The Canadian missing link between Emmylou Harris and Grandaddy has been criticised more than once for retaining the same sound: distinctive, hazy, lazy, folk-country in which Margo Timmins's vocals suggest the world-weariness of her songwriting brother Michael's characters, while simultaneously embodying the essence of a breeze-blown summer night.
But although a band who recently chose to return to their own label after a rather troubled decade on majors are unlikely to change simply because a few people think it's about time they did, sixteen years and eleven albums are bound to have some impact. And they have: Cowboy Junkies have made a 'growing older' record - there's a greater preoccupation with loss and death, reflected in a heavier, darker musical cast.
'I Did It All For You', is the opening scene-setter, a pant-soiling murder ballad. Percussive thuds stalk their way through a haunting, claustrophobia-inducing mist, while Margo intones "She took her dentures from his mouth and placed them in her own." Eat your heart out, Nick Cave! Such hypnotic intensity would be too much for a whole album, but fortunately it lifts as the record progresses.

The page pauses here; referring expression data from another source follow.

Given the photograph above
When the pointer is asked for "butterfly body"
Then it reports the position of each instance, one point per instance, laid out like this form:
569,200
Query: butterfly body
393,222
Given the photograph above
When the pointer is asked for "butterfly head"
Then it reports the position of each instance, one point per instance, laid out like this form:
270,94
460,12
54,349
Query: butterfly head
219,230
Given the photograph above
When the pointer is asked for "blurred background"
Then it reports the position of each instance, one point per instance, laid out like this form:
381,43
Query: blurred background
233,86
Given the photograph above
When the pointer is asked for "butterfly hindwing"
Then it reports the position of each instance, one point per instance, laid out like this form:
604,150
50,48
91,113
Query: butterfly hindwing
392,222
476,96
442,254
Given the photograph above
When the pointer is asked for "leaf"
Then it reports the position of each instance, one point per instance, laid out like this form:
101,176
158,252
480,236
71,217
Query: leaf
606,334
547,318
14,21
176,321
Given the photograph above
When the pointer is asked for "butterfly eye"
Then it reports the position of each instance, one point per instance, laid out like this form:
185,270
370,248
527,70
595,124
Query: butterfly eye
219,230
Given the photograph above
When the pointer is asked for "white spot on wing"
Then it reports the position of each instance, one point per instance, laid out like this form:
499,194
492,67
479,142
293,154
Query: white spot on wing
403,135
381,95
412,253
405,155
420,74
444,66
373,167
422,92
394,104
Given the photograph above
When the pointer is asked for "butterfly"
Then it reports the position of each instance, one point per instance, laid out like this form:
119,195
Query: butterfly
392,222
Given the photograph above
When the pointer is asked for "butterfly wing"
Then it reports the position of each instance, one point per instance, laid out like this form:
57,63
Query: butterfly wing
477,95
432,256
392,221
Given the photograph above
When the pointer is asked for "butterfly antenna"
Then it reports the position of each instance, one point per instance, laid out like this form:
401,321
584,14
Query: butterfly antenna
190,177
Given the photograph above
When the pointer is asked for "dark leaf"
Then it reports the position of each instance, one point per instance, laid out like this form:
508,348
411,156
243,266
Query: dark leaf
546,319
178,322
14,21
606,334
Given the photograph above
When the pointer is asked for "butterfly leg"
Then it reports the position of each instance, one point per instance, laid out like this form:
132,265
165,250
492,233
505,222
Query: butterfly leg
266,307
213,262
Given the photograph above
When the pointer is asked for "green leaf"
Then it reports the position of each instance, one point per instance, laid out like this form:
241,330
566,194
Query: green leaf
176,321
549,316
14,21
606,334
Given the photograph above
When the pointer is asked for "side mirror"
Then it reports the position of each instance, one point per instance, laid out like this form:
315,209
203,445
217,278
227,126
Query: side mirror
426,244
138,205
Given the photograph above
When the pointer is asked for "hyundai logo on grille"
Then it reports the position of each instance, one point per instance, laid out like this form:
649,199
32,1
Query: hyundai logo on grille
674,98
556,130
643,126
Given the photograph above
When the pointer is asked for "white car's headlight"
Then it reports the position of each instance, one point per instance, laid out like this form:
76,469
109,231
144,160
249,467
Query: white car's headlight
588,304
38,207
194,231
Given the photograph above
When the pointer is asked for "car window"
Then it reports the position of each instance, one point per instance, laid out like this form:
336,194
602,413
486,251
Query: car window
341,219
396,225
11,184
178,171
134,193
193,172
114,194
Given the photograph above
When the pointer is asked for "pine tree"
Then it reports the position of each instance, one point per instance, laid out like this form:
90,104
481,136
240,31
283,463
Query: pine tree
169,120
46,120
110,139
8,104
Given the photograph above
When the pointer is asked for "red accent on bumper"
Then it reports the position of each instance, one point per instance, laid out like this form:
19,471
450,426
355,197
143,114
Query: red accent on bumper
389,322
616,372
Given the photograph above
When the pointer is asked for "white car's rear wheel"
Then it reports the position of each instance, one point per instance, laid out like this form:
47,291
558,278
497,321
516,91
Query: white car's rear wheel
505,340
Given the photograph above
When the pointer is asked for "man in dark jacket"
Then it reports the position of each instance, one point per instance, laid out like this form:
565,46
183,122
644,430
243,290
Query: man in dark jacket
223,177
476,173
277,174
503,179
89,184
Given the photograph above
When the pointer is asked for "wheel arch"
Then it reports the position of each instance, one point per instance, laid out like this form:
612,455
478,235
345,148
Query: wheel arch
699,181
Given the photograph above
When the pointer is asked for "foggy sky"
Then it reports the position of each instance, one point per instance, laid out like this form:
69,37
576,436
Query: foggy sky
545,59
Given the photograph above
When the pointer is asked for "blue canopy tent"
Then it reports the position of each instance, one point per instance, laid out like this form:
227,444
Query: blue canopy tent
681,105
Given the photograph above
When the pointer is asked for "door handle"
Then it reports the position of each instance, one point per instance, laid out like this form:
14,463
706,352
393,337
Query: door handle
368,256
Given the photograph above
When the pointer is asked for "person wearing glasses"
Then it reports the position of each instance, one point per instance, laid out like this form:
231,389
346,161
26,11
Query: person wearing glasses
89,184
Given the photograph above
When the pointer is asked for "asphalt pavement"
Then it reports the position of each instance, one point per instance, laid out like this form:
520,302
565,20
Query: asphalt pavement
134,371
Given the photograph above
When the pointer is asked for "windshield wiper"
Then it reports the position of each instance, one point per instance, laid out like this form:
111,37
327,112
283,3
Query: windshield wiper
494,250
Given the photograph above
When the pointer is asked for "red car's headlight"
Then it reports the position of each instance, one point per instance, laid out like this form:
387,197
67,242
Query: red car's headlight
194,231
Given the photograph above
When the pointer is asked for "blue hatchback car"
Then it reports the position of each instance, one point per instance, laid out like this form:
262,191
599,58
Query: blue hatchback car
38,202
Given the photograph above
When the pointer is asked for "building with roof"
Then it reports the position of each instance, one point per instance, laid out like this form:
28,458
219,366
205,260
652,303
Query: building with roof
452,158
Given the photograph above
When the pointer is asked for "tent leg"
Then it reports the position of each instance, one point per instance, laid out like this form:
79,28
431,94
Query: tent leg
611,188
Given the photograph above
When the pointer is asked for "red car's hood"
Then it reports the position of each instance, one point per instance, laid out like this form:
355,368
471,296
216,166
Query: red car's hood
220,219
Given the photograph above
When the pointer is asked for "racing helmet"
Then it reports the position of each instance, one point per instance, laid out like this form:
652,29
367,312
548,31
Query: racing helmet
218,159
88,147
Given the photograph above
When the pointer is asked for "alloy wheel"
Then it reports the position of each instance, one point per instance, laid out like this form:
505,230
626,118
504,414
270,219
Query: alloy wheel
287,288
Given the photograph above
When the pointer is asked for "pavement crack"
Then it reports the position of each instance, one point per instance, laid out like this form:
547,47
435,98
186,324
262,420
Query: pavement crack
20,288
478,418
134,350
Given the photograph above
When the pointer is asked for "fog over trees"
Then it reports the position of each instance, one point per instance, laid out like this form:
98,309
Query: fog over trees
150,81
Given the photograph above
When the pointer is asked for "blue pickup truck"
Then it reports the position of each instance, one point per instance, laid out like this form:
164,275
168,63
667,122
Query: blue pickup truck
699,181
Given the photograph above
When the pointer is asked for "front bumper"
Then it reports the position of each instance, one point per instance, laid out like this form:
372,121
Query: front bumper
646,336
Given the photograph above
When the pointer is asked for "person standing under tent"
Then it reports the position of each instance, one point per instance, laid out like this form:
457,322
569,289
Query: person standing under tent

From splendid second track 'Dragging Holes', the heavy element is in riffs rather than poo-your-pants atmospherics as the Junkies go rockier, bolstering their melodic alt-folk with harder, bluesier edges. 'Thousand Year Prayer', meanwhile, is a foray into the beauty of the piano bar torch song a la Everything But The Girl. All in all, it seems 'Open' should be read as a command.